En l’espèce, il résulte des éléments du dossier et des débats que M. [I] [R] a été placé en rétention le 19 juillet 2025;
L’intéressé étant en possession de la copie d’un passeport algérien en cours de validité, l’administration a adressé le jour même une demande de routing à la direction nationale de l’éloignement, demande à laquelle il a été répondu qu’il n’existait aucun vol à destination de l’Algérie.

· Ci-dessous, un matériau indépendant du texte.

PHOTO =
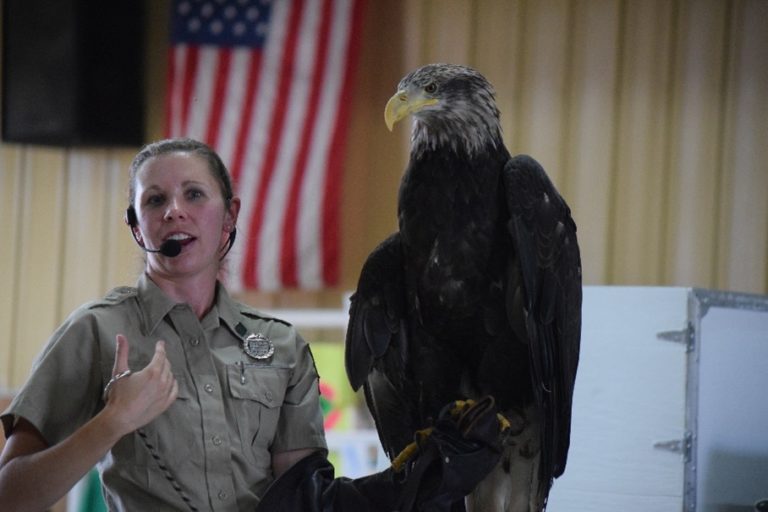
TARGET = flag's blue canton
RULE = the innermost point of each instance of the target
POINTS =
(220, 22)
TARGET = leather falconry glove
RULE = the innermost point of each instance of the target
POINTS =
(435, 473)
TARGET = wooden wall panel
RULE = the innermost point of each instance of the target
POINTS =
(82, 260)
(743, 235)
(642, 143)
(590, 141)
(11, 185)
(694, 203)
(497, 52)
(40, 255)
(544, 76)
(123, 260)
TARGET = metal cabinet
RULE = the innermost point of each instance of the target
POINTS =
(671, 403)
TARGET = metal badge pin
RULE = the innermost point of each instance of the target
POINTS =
(258, 347)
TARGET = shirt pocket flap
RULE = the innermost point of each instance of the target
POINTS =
(264, 385)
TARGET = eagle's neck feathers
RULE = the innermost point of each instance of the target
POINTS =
(462, 129)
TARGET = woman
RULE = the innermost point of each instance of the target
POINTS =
(184, 398)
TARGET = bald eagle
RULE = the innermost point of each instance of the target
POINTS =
(478, 293)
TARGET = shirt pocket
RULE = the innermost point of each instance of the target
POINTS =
(257, 396)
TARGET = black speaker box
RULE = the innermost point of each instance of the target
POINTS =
(72, 72)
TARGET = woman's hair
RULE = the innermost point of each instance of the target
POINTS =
(162, 147)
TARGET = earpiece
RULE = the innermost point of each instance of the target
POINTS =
(130, 217)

L’administration française a ainsi parfaitement accompli les diligences lui incombant, étant observé que si les relations entre la France et l’Algérie sont actuellement difficiles, le contexte géopolitique peut évoluer rapidement et l’Algérie reste tenue de reprendre ses propres ressortissants, en application des conventions internationales qu’elle a signées. Rien ne permet donc à ce jour de conclure à une absence de perspective d’éloignement
Le moyen tiré du défaut de diligences de l’administration sera donc rejeté.
En conséquence, la décision attaquée doit être confirmée.
PAR CES MOTIFS
Statuant publiquement, par ordonnance réputée contradictoire et en dernier ressort,
Déclare recevable l’appel interjeté par M. [I] [R] à l’encontre de l’ordonnance rendue le 23 Juillet 2025 par le magistrat du siège du tribunal judiciaire de Rouen ordonnant son maintien en rétention pour une durée de vingt six jours,
Confirme la décision entreprise en toutes ses dispositions.
Fait à [Localité 6], le 26 Juillet 2025 à 10 h 45.
LE GREFFIER, LA CONSEILLERE,
NOTIFICATION
La présente ordonnance est immédiatement notifiée contre récépissé à toutes les parties qui en reçoivent une expédition et sont informées de leur droit de former un pourvoi en cassation dans les deux mois de la présente notification et dans les conditions fixées par les articles 973 et suivants du code de procédure civile.